Since we operate our own agency assisting marketing technology companies, we know all to well the trials and tribulations of the agency industry. As a boutique agency, we have an advantage in that we can be very picky with our clients. On the other side, we often struggle because enterprise companies don’t want to balance another agency in their marketing mix.
We’ve had some fun poking at challenging clients in our industry. But in all seriousness, we do see a large gap in the expectations that agencies set with our clients and what they’re capable of delivering.
The 2015 RSW/US New Year Outlook survey provides a great deal of information in the gaps that we’re responsible for as agencies. I started my agency because I experienced some of these issues personally while working with agencies at several companies. We have our challenges, too, but I honestly believe our clients would testify that we’re pretty damn good at what we do, we don’t over-promise, and we ultimately provide value.
Here are 14 Troubling Agency Trends found in the survey
- Agencies have silos of specialization/no strategy across platforms
- Lots of turnover in creative and media teams
- Lack of innovation
- Being asked what’s your biggest marketing hurdle – lazy way to start a conversation!

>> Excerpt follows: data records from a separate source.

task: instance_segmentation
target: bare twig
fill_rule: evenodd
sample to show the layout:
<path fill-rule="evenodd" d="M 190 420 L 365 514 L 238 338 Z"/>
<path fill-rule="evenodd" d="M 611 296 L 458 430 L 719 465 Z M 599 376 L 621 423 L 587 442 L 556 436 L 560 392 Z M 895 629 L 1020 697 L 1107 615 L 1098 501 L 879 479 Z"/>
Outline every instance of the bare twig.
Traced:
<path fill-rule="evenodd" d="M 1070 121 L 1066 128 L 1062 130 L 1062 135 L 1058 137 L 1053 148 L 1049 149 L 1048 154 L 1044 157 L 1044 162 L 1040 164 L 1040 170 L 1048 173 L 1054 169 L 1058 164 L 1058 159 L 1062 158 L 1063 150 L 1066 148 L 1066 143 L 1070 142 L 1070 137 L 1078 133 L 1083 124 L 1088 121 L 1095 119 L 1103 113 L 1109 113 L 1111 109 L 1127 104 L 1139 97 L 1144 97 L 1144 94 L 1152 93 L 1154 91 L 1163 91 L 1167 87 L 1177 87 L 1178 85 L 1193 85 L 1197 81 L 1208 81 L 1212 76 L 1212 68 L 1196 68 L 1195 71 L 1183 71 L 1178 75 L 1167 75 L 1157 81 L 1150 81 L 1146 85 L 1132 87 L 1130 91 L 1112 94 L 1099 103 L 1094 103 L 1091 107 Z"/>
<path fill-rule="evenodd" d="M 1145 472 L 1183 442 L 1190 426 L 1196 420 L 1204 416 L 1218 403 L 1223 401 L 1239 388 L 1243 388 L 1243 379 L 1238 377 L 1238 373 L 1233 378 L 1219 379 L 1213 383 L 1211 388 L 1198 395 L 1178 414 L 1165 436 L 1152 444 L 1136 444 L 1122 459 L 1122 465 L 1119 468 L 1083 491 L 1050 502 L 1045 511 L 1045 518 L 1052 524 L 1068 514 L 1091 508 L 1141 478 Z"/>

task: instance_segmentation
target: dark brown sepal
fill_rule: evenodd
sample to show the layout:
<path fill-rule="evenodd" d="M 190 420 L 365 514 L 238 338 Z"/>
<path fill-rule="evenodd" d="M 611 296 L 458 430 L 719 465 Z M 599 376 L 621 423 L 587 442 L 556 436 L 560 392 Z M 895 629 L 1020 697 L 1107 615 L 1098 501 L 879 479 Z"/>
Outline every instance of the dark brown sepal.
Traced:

- They over-emphasize data without really understanding it
- Dashing to programmatic marketing without grasping it
- Chasing the next shiny object
- Less emphasis on marketing research
- Lack of value-add
- Cute/funny versus compelling
- Failure to understand metrics and use data appropriately
- Lack of experience in digital space
- Not specific on how technology should be applied
- Selling technology and not the solution
The 2015 RSW/US New Year Outlook survey was completed by 123 senior level Marketers and 158 Marketing Agency executives during December, 2014. The purpose of the survey was to glean insights relative to marketer and agency perspective as they each headed into 2015. Topics explored included troubling trends, spending expectations, the impact of Republican control of the House and Senate, the value of using search consultants to help manage searches, and the movement to consolidate agency rosters, among many others.